Across the United States, state vehicle codes state that people shall not drive after taking a substance that alters the central nervous system, impairs their mental or physical abilities, and renders them incapable of driving safely. Many states have strict laws that prohibit driving after taking drugs, alcohol, or other substances that can impair a person’s ability to drive. This article aims to explain why it is important to refrain from driving after taking any substances that could impair your driving ability and the potential consequences of doing otherwise.

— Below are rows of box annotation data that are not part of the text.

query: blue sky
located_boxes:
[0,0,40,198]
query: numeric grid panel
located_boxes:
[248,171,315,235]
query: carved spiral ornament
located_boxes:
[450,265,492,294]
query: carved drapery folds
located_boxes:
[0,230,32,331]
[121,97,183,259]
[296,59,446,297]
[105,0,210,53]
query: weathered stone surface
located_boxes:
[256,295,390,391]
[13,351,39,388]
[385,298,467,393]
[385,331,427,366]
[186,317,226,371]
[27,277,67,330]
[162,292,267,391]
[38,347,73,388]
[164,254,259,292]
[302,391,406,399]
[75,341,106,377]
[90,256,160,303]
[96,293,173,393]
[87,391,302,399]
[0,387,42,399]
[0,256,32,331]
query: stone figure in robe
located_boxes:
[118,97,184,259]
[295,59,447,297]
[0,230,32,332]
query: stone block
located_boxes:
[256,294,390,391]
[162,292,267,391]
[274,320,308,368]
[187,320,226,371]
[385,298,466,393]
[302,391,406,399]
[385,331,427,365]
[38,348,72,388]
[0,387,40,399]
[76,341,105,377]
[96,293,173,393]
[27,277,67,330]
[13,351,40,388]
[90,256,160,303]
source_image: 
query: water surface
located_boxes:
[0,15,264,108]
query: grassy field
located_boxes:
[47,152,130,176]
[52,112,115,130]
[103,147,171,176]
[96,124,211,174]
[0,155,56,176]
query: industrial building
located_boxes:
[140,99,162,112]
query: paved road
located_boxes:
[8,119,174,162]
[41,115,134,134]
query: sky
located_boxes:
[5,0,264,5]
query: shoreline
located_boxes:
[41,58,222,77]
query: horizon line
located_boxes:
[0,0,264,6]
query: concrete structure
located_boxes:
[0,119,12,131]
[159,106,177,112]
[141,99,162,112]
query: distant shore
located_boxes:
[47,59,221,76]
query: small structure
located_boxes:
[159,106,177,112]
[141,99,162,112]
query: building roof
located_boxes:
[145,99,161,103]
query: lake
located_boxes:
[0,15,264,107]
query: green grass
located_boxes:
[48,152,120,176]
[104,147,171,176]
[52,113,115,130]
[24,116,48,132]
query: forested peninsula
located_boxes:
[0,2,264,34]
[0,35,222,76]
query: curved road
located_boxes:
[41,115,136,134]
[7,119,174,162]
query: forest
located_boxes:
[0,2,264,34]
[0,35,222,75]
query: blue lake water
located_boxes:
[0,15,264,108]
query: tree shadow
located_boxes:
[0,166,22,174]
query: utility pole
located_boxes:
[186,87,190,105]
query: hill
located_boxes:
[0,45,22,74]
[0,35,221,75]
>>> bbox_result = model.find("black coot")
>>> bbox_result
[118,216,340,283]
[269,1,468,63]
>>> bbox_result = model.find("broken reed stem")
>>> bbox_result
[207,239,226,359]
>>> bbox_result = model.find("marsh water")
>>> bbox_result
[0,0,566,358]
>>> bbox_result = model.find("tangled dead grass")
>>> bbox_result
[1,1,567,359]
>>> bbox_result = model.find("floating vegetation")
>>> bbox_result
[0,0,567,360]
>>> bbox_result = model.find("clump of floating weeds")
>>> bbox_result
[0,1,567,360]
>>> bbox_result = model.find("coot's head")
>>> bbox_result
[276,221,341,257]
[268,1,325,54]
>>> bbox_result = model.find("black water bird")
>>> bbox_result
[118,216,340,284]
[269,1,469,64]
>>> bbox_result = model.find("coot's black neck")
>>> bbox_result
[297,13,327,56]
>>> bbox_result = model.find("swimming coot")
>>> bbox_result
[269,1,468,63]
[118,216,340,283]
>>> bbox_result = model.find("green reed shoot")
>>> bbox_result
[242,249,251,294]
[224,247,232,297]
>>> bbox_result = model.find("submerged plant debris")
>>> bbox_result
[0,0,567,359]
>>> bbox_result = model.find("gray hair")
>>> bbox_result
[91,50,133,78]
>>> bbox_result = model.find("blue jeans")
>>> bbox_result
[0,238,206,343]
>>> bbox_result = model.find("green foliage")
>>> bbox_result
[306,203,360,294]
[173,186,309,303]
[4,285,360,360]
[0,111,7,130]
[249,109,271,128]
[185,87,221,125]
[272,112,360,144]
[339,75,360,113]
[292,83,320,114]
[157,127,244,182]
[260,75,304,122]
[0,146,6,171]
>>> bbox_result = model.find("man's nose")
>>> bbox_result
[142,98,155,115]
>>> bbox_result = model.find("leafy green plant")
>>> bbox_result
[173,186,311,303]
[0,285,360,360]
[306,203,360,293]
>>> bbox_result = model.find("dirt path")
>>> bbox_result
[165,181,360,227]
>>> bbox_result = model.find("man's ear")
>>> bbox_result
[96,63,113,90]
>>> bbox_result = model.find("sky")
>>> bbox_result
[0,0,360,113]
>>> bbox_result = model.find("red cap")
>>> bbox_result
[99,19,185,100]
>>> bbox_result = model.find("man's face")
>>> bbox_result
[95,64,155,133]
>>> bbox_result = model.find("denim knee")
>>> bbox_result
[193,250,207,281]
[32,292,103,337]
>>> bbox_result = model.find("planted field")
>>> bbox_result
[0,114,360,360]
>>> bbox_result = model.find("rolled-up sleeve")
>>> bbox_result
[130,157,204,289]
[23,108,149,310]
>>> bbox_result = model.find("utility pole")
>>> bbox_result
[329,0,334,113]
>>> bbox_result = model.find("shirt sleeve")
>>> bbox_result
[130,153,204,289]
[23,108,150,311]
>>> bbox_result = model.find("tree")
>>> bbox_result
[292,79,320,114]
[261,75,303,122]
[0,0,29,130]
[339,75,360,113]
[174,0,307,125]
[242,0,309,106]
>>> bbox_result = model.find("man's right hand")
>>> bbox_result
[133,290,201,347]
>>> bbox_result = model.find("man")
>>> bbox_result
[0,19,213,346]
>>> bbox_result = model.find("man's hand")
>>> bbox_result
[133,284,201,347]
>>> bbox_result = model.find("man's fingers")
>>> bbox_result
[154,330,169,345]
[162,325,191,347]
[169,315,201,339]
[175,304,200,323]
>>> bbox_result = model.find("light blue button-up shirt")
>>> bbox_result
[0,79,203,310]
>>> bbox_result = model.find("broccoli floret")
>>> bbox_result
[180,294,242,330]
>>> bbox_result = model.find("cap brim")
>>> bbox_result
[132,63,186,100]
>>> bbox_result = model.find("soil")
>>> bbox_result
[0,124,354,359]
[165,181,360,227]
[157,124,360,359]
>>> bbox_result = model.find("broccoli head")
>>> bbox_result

Why Not Drive After Taking A Substance?
Driving after taking a substance, especially an illegal drug, can put the driver and others on the road in danger. Even legal substances such as alcohol and some prescription medications can impair a person’s judgment and reaction time, leading to a greater risk of accidents. While in some states the exact limit of legal intoxicants is 0.08 BAC, many states have adopted a stricter “no tolerance” policy whereby a BAC of 0.02 or higher could be considered legally intoxicated. Additionally, driving after taking illegal drugs such as marijuana, heroin, or cocaine can lead to criminal penalties if a person is found to be impaired.
Furthermore, driving while under the influence can compromise the safety of other drivers, cyclists, and pedestrians on the road. Even if no one is physically injured, the person impaired by drugs or alcohol could be liable for any property damage caused. Those who choose to drive after taking substances can face criminal charges, a license suspension, and be required to pay fines and fees.
Alternatives To Driving Under The Influence
There are many alternatives to driving under the influence. Individuals can designate a sober driver before drinking, or use public transportation or ride-sharing apps. If they have only had one or two drinks, people can also walk home or call a friend or family member for a ride. Those with a designated driver can also be confident that they will be able to return home safely, without having to worry about the risks associated with impaired driving.
In conclusion, most states have stringent vehicle codes stating that an individual shall not drive after taking a substance that alters the central nervous system and impairs their mental or physical abilities because it can lead to serious accidents and criminal charges. If you choose to drink alcohol or use drugs, always remember to find an alternative method of getting home.